After 100 pages of academic preamble, some of it useful – though words like coterminous stall readers as surely as dirt in a carburettor – the novel’s famous opening passage introduces Kerouac’s lead character, his friend and inspiration, Neal Cassady. Obsessed with chasing women and stealing fast cars, Cassady comes across like Springsteen if he were possessed by the Devil.
Oddly, after we first meet him, he is hardly mentioned for another 100 pages, and this period – when Kerouac is travelling alone – is the most satisfying in the book. Once Cassady is behind the wheel, after a few journeys leaving behind many girlfriends, marriages and abandoned babies in his wake, Kerouac, his prose and our patience all seem to weary of Cassady: we’re beat. Towards the end Kerouac writes, “I was beginning to cross and re-cross towns in America as though I was a travelling salesman.”
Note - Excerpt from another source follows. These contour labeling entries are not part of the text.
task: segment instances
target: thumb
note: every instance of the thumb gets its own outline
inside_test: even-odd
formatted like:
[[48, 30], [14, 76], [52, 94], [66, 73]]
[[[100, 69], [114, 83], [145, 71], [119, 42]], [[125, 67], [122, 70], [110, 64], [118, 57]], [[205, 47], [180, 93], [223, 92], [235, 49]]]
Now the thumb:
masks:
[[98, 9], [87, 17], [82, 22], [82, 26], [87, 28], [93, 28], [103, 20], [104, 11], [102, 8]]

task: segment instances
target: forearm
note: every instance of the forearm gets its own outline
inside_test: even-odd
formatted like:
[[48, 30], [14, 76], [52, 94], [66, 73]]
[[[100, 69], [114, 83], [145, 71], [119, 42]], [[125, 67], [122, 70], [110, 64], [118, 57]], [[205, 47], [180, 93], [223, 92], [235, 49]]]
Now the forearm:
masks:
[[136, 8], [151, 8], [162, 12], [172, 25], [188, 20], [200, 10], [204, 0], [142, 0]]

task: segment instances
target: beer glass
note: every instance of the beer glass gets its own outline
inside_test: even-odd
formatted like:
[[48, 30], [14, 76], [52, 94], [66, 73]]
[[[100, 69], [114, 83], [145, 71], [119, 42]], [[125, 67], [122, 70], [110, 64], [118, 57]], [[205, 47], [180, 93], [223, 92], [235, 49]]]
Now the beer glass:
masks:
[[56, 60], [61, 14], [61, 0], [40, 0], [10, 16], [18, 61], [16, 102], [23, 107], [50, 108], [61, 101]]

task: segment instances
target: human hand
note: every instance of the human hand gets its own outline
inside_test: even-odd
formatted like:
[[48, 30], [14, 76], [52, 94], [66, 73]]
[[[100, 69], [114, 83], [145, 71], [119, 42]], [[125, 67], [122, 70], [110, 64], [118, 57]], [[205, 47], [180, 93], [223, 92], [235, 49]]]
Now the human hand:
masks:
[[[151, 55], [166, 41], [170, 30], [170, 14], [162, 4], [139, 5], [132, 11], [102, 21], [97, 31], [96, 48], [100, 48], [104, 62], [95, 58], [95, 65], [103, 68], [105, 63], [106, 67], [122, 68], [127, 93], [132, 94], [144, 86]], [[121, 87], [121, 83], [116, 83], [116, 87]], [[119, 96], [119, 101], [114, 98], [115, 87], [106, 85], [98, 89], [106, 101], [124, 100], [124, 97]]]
There are increasing references to Cassady’s mania: “I suddenly realised that Neal was becoming The Idiot” … “Neal gets crazier every year” … “I knew Neal had gone mad again” … As “Dean Moriarty” in On the Road, Cassady seemed spontaneous, wilful, irresponsible (but great fun at a party). The scroll’s veracity portrays him more as bi-polar, desperate not for company but for medication.
Cassady’s next appearance in history was in 1965 behind the wheel of Ken Kesey’s psychedelic bus, tripping across America on LSD. The influence of the Beats is well explained by the images in Mike Evans’s pictorial account, although the text itself is not so much beat as lacking a pulse. Here are quick biographies of the key Beats, plus the pop culture links, all spelt out in iconic pictures: Kesey and Cassady, Ginsberg and Dylan, The Subterraneans and the Velvet Underground, Lenny Bruce and the once-ubiquitous satirical images of beatniks. Even The Flintstones featured an episode that was all goatees, sandals and bongo drums, man. Above: Cassady (right) with Timothy Leary.
The Beat phenomenon inspired almost as many bad novels as great road journeys, but if you feel tempted to read The Scroll itself, get on board. It’s safer than hitchhiking.